Every political party that wishes to participate in the election process must undergo those steps. Meanwhile, factual verification will only apply to new political party.
“It is our provisional position that political party that has already participated in the previous election does not have to undergo another factual verification process. They will only need to submit the required documents for registration,” says Hasyim in Jakarta (08/15).
However, members of the Parliament protested against this idea. The MPs reminded KPU members to not make any regulations that are contradictory with the Elections Law.
The Chief Deputy of Commission II of the Parliament, Lukman Edy, said, old parties have already been verified before the 2014 Elections started. So, there is now way these parties will be disqualified to enter the 2019 Elections. An official from the Ministry of Home Affairs, Bahtiar, also said the same thing. According to Bahtiar, the 12 political parties that won seats from the 2014 Elections should be automatically considered as legitimate for the 2019 Elections participation, as specified in the Elections Law.
Hasyim Asy’ari stood his ground. Hasyim insisted that all political parties that wish to participate in 2019 Elections must undergo new verification process.
Titi Anggraini, the Executive Director of the Association for Elections and Democracy (Perludem), called this over-burdening registration requirement for political party as “administrative regime”. The stricter the requirements, the more documents needed to be submitted by political party to register themselves to KPU. This is why, according to Titi, Political Party Information System (Sipol) is needed.
The implementation of Sipol may render the registration process more efficient, and it may also make the verification process more accurate, valid, and legitimate.

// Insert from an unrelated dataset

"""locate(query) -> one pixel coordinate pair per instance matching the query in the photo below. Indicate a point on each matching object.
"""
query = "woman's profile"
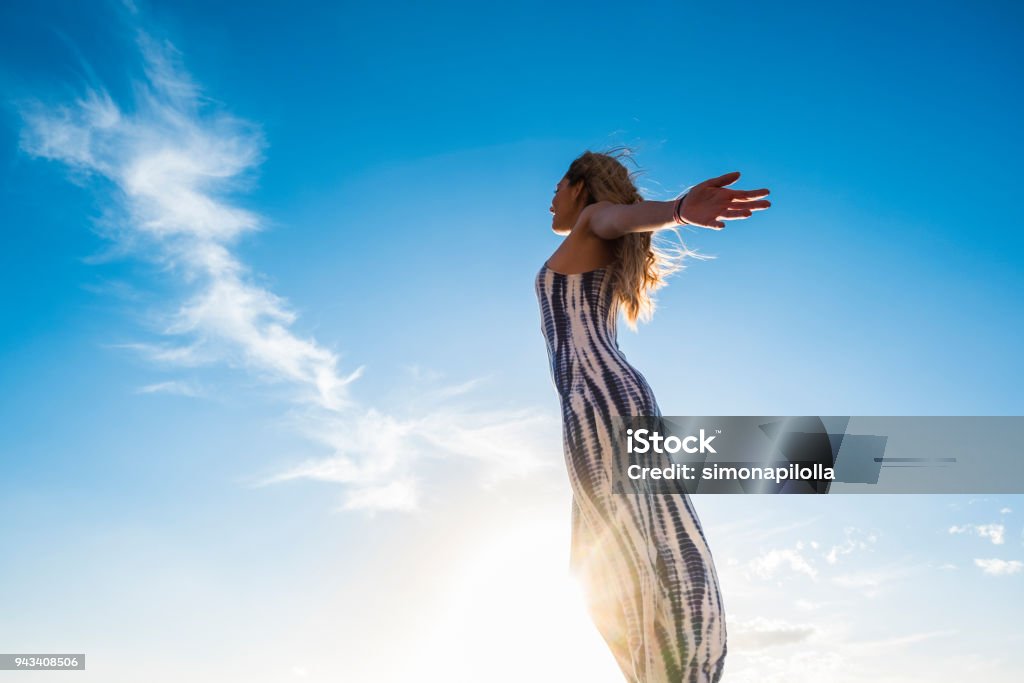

Sipol, for example, can easily detect any double entry in a document. For political party, Sipol may help them to enhance their party institution.
“It is difficult for us to expect KPU to conduct a thorough assessment and verification process without Sipol. Manual assessment and verification process requires more money, time, and other resources,” says Titi.
The majority of political parties seem unprepared when—through the implementation of KPU Regulations No.11/2017 Article 13 paragraph (1)—KPU makes the use of Sipol in registration process mandatory. They were expected that they will not have to undergo another verification process because they participated in 2014 Elections.
In addition, there is legal consequence if political party fail to fulfill that requirement. According to Chapter V of the KPU Regulations 11/2017, especially Article 61, it is an open possibility that an old party may disqualified during the registration process if they fail to use Sipol to do the registration.
Many parties then try to blame KPU for the poor infrastructure quality of the Sipol itself. In many remote areas, party members unable to access Sipol website due to poor internet connection. Some party members even say that the Sipol servers are mostly down during uploading data and documents. All of these problems with Sipol are used by political parties to protest against KPU’s regulation to make the use of Sipol mandatory.
The Election Monitoring Body (Bawaslu) heed this concern and come to rescue political parties. Bawaslu officially ask KPU to not make the use of Sipol mandatory in the party registration process. According to a Bawaslu member, that regulation does not have legal basis and is contradictory with the laws and regulations.
However, a researcher from Perludem, Fadli Ramadhanil, says, KPU decision to make Sipol mandatory does not contradict the current Elections Law. According to Fadli, KPU have every right and authority to make election regulation as they see fit.
“The regulation itself does not contradicting the laws and regulations. KPU have the rights and authority to make Sipol mandatory,” says Fadli.